Micah: Unfortunately not. Labels take a big cut of that money, and they own stakes in companies like Spotify and Vevo, meaning they can make money from both ends when streaming becomes more popular and profitable. Tidal was the only service that made the "artists are underpaid" argument directly to consumers, and it botched that message so bad that it may be a while before anyone else can use it. Sure, people are getting more accustomed to paying a monthly fee for music, but it could take a while before that shift translates into increased revenue for artists. It's a good thing there are so many major companies investing in music streaming. The digital downloads market was defined by iTunes’ near-monopoly, but the streaming market is competitive, and that could lead to artists getting better streaming deals in the long run. Or it all could backfire, and streaming services may slash prices to help grow their user bases if people aren’t signing up fast enough.

Do you think we’ll get any closer to solving this so-called inequality problem next year?

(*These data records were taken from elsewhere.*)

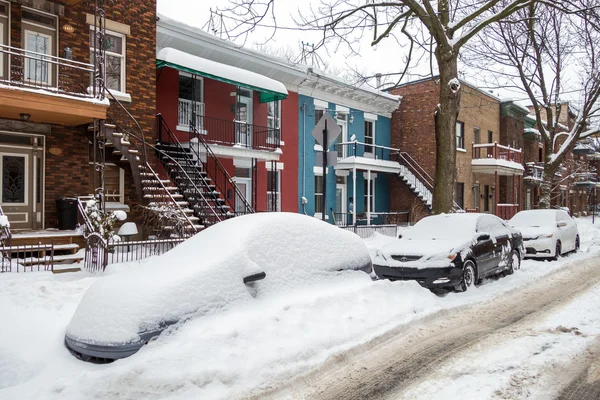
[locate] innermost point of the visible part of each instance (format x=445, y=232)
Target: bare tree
x=438, y=28
x=549, y=54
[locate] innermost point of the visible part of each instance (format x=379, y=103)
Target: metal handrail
x=196, y=189
x=229, y=180
x=146, y=163
x=53, y=78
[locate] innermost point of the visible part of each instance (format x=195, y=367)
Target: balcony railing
x=360, y=149
x=28, y=69
x=238, y=134
x=189, y=110
x=497, y=152
x=506, y=211
x=534, y=171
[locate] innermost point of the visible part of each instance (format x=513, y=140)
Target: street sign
x=333, y=130
x=331, y=159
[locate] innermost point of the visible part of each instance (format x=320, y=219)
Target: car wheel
x=469, y=276
x=557, y=251
x=514, y=262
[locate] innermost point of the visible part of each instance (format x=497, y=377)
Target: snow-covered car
x=451, y=251
x=230, y=264
x=546, y=233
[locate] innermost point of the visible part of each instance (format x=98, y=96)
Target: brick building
x=488, y=161
x=47, y=101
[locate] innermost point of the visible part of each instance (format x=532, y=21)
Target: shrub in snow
x=103, y=222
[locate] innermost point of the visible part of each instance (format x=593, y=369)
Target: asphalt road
x=387, y=366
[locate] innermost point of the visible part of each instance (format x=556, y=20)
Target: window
x=274, y=190
x=274, y=121
x=191, y=106
x=460, y=135
x=369, y=136
x=114, y=44
x=369, y=196
x=318, y=116
x=318, y=194
x=39, y=37
x=460, y=194
x=476, y=196
x=486, y=198
x=476, y=136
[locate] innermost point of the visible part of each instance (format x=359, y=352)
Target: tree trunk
x=445, y=133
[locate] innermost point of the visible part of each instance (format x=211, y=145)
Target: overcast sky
x=387, y=57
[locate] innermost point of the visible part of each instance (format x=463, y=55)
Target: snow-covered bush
x=103, y=222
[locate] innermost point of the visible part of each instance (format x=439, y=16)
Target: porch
x=505, y=164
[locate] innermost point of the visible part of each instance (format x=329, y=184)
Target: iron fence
x=36, y=257
x=99, y=254
x=366, y=231
x=25, y=68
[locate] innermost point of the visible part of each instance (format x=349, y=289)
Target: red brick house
x=488, y=141
x=48, y=102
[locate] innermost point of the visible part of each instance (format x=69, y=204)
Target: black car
x=452, y=251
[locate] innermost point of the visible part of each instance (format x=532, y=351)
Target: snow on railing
x=496, y=151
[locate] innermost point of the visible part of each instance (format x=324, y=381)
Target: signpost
x=326, y=132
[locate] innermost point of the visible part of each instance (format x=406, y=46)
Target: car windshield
x=440, y=227
x=534, y=218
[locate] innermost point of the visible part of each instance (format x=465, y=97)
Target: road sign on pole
x=326, y=132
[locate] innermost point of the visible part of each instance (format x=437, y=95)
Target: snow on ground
x=224, y=355
x=520, y=364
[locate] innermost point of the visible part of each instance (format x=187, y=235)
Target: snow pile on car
x=204, y=275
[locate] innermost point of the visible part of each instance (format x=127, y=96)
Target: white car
x=546, y=233
x=228, y=265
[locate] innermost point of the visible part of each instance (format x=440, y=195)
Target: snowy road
x=521, y=345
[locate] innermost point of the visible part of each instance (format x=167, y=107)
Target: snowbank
x=204, y=275
x=228, y=354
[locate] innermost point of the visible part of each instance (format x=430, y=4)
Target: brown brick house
x=47, y=101
x=489, y=141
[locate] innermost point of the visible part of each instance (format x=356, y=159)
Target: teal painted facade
x=307, y=161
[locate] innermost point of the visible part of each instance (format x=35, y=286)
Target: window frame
x=460, y=203
x=112, y=54
x=370, y=147
x=367, y=197
x=4, y=37
x=460, y=138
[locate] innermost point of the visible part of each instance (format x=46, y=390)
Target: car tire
x=469, y=276
x=514, y=262
x=557, y=250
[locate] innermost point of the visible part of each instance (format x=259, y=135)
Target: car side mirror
x=255, y=277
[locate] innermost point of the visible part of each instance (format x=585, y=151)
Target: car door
x=484, y=250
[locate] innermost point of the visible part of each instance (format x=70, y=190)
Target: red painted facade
x=218, y=103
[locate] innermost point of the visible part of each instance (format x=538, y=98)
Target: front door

Jamieson: It’s hard to say, but I’m not optimistic. On a platform level, the distribution of wealth could change — you mentioned some of this year’s new competitors above, and other big companies (Facebook?) could yet decide to make their own concerted efforts at grabbing a piece of the pie. Other services could end up folding or consolidating the way Rdio did late this year.

But you said it yourself: platform jockeying and changes in the size of the paid user base don’t necessarily trickle down into better deals for garden-variety artists. It became clear this year that there are only a few artists with the cultural and commercial leverage to make decisions re: their music’s availability. Taylor Swift can yank her music from Spotify and convince Apple to change its royalty policy; Drake can sign over exclusivity to Apple Music; Adele can tell everyone to go to hell and set records while doing it. Everyone else is just struggling to make money and be heard, and I think that struggle is going to continue in 2016.